For much of Marini’s output now, the electronic and jazz aspects of his music fuse in a cohesive manner that draws on the strengths of both traditions, but these threads remain the defining aspects of what he creates, and how he creates. He readily explains the tracks on Gravitational Lensing were all based around specific grooves he had found on various records, collected, stored and worked on over time until finding a place together on Firecracker.

“I work mainly with samples,” he reveals. “Once I hear something that feels good, I try to do a piece. My approach is a little bit different if I want to produce electronic, experimental music. In that situation, I prefer to start with a personal idea that can be changed step by step as the project develops, but in the end I never have many landmarks of what I do. Instinct is the first thing that I use.”

That instinct now manifests in music that often disregards familiar notions of Western musical structures, which is hardly surprising considering his taste in percussion samples. At times you might hear some kind of kick drum anchor in the midst of a track, for there is still that techno pulse locked away inside Healing Force Project, but more often you’ll find yourself pinging from one sharp angled drum splash to the next trying to make out the essence of the groove.

“I always explore new conceptions of rhythm but obviously it’s not easy,” Marini says. “Sometimes I need to do various trials before there’s something that I like, but the thing I want most is to not fossilize. It’s always a battle with myself.”

Entheogenic Spore“Wayward Flow”, taken from last year’s Entheogenic Spore release on Bedouin, was a fine case in point for this quest for new ways of expressing rhythm. Equally, that and other tracks on the release showcase the curious approach Marini takes with melody. His pieces are far from monochromatic, but it’s common to hear carefully managed discord aligned with modal jazz rather than bright and bold harmonies. “I have a love and compulsive hatred of harmonies,” Marini admits.

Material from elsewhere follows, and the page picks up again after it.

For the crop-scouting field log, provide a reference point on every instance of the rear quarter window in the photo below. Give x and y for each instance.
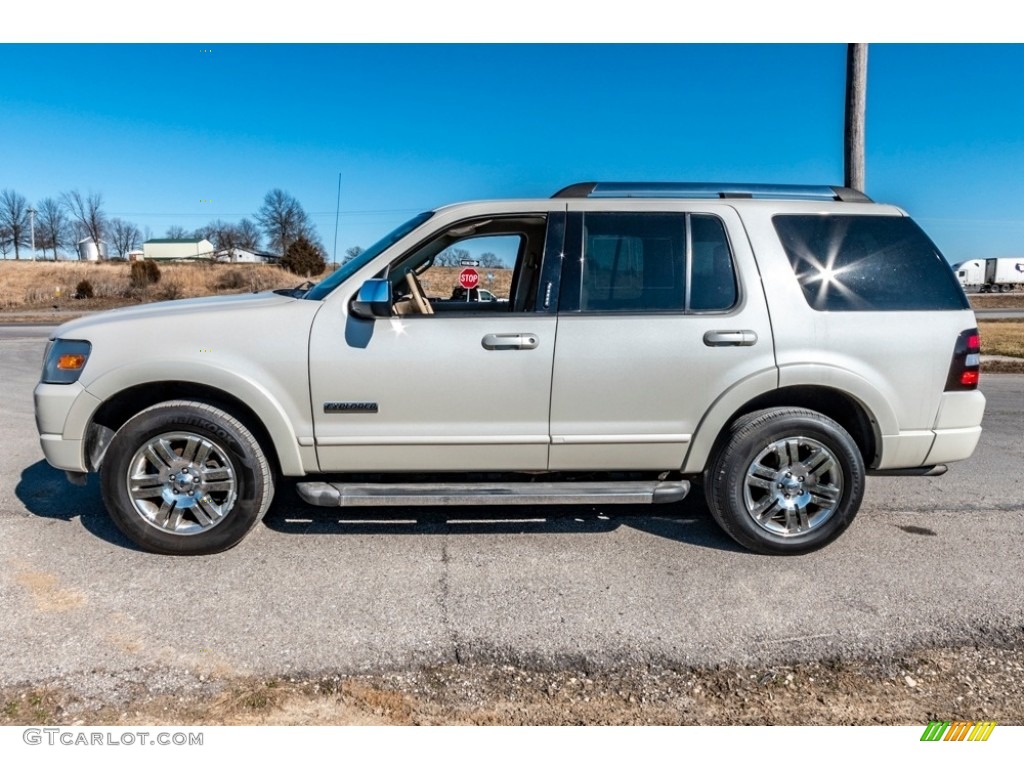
(867, 263)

As well as acknowledging the tribulations of the experimental path through music, he happily heralds even the mistakes as an important part of the process. Clearly Marini is challenging himself and his listeners with the unconventional nature of his work, but it also has to be asked whether he feels that he achieves the kind of therapeutic effect that the Healing Force Project name alludes to. For all the dissonance and irregularity in his work, there is a strong meditative quality, and indeed those off-key stabs or piled-up drum skits don’t so much grate as stimulate. Could it be that there is some medicinal value to the Healing Force Project?

“I feel the healing quality in all kinds of creative sources that I manage to draw on,” Marini affirms, “and I stay well if I find positive vibes inside my productions. It’s not just a healing sensation though. It’s something personal that I hope can sometimes be understood by the outside world.”